For the fourth-quarter Google reported a profit of $1.97 billion (£1.2 billion), or $6.13 (£3.78) a share. The profit hike for the fourth quarter of 2009 was roughly five times that of the same quarter one year ago, when Google tallied $382 million (£236 million) on earnings of $1.21 (74 pence).
Excluding stock-based compensation, Google garnered an EPS of $6.79 (£4.19) on sales of $4.95 billion (£3.06 billion). Wall Street analysts had expected Google to report sales of $4.9 billion (£3 billion) on EPS of $6.50 ($4.01).
Google CEO Eric Schmidt championed Google’s business model at a time when online advertising dollars are scarce owing to the recession.
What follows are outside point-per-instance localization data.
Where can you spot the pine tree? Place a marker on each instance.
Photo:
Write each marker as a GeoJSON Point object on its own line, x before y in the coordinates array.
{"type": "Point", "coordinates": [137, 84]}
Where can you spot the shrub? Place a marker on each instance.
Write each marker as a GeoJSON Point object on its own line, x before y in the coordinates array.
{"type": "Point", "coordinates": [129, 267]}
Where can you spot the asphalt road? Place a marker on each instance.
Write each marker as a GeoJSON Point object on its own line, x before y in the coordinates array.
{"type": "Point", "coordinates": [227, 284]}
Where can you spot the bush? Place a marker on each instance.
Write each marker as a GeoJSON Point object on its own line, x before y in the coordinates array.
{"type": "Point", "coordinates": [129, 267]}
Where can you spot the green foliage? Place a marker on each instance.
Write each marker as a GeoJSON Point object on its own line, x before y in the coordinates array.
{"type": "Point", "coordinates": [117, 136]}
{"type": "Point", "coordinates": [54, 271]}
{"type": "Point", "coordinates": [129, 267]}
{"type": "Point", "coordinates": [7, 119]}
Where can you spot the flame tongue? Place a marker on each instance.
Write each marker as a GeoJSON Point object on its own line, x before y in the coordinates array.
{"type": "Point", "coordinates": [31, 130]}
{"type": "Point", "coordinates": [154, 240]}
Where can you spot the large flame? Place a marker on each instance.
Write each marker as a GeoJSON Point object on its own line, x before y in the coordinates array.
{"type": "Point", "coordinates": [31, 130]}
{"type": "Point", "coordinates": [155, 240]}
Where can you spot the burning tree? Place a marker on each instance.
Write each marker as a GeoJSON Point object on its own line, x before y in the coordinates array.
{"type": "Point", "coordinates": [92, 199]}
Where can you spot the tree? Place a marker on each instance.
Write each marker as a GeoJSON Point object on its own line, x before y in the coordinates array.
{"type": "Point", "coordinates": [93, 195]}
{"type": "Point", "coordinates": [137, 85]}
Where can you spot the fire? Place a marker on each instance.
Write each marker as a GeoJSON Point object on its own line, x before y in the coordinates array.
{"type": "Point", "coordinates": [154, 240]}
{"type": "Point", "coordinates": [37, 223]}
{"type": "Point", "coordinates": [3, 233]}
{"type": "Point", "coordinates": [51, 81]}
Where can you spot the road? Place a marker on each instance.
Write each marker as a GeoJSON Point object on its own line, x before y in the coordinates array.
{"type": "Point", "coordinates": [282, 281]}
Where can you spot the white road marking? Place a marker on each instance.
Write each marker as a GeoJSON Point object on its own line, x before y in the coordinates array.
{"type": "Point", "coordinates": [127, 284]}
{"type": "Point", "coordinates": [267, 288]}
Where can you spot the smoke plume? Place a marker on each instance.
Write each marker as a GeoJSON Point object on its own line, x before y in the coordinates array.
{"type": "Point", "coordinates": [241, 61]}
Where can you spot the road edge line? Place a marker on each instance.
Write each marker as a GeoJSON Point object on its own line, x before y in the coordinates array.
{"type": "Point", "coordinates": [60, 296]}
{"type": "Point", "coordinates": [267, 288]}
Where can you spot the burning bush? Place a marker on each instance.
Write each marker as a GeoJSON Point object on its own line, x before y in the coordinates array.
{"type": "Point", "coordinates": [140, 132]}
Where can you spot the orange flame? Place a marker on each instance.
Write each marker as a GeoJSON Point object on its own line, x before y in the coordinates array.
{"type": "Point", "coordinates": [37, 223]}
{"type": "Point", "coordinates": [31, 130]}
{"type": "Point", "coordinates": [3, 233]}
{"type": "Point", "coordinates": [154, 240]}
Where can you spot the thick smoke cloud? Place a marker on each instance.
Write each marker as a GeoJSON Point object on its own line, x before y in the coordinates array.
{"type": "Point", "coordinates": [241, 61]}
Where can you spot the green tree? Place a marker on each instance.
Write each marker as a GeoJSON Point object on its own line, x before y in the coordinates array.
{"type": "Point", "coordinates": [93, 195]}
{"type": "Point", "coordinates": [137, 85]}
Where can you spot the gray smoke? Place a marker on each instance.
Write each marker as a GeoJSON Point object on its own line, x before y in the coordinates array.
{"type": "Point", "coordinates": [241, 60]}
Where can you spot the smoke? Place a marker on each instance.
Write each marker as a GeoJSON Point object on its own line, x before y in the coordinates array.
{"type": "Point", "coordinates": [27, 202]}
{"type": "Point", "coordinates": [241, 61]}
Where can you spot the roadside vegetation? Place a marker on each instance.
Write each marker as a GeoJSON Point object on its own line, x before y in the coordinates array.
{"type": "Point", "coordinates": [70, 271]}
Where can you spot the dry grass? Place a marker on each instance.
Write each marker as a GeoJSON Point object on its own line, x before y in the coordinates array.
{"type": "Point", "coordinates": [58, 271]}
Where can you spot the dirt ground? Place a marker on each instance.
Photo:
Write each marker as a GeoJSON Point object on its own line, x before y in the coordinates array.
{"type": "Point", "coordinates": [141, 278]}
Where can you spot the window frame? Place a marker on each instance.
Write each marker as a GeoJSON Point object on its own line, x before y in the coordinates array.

“We’re optimistic about the future as a result,” Schmidt said on an earnings conference call. “The digital economy continues to grow very rapidly. Specifically, we’re moving literally eyeballs and advertising online.”
Schmidt also talked about Google’s future investments, noting that people were the primary investment, particularly top-notch computer engineers, programmers and researchers.
Google will continue to emphasise innovation in search in 2010, just a month after launching its first foray into indexing real-time content from Twitter, Facebook, MySpace, news publications and blogs. Schmidt called this launch “very successful.”
Google also added 550 search quality enhancements, including a recent push to emphasise synonyms in search results to distinguish between words and acronyms that have many meanings.
Google’s mobile search traffic increased by five times in the past two years, buoyed by strong sales of devices based on Google’s Android mobile operating system.
Specifically, Schmidt pointed to the Motorola Droid Google launched with the help of a $100 million (£62 million) ad campaign from wireless carrier Verizon Wireless in November 2009.
Google also has high hopes for the Nexus One smartphone, which Google launched 5 January through its new online Webstore. “The Droid and Nexus One show the power of the Android approach,” Schmidt said.
However, the Nexus One has been plagued by T-Mobile 3G service issues and concerns about the high cost of the unsubsidised phone and steep early termination charges.
The smartphone, based on Android 2.1, sold only 20,000 units in its first week, according to Flurry. Moreover, Google’s recent brouhaha with China, which it is threatening to exit after a hack attack on its Gmail accounts, has caused greater uncertainty over Android’s viability in that country.
Looking forward in 2010, Schmidt pointed to commerce and social initiatives, and hinted that Google could make acquisitions in any number of areas after ramping up its acquisition strategy. Google bid to buy On2 Technologies, Recaptcha, AdMob, Gizmo5, Teracent and AppJet in 2009.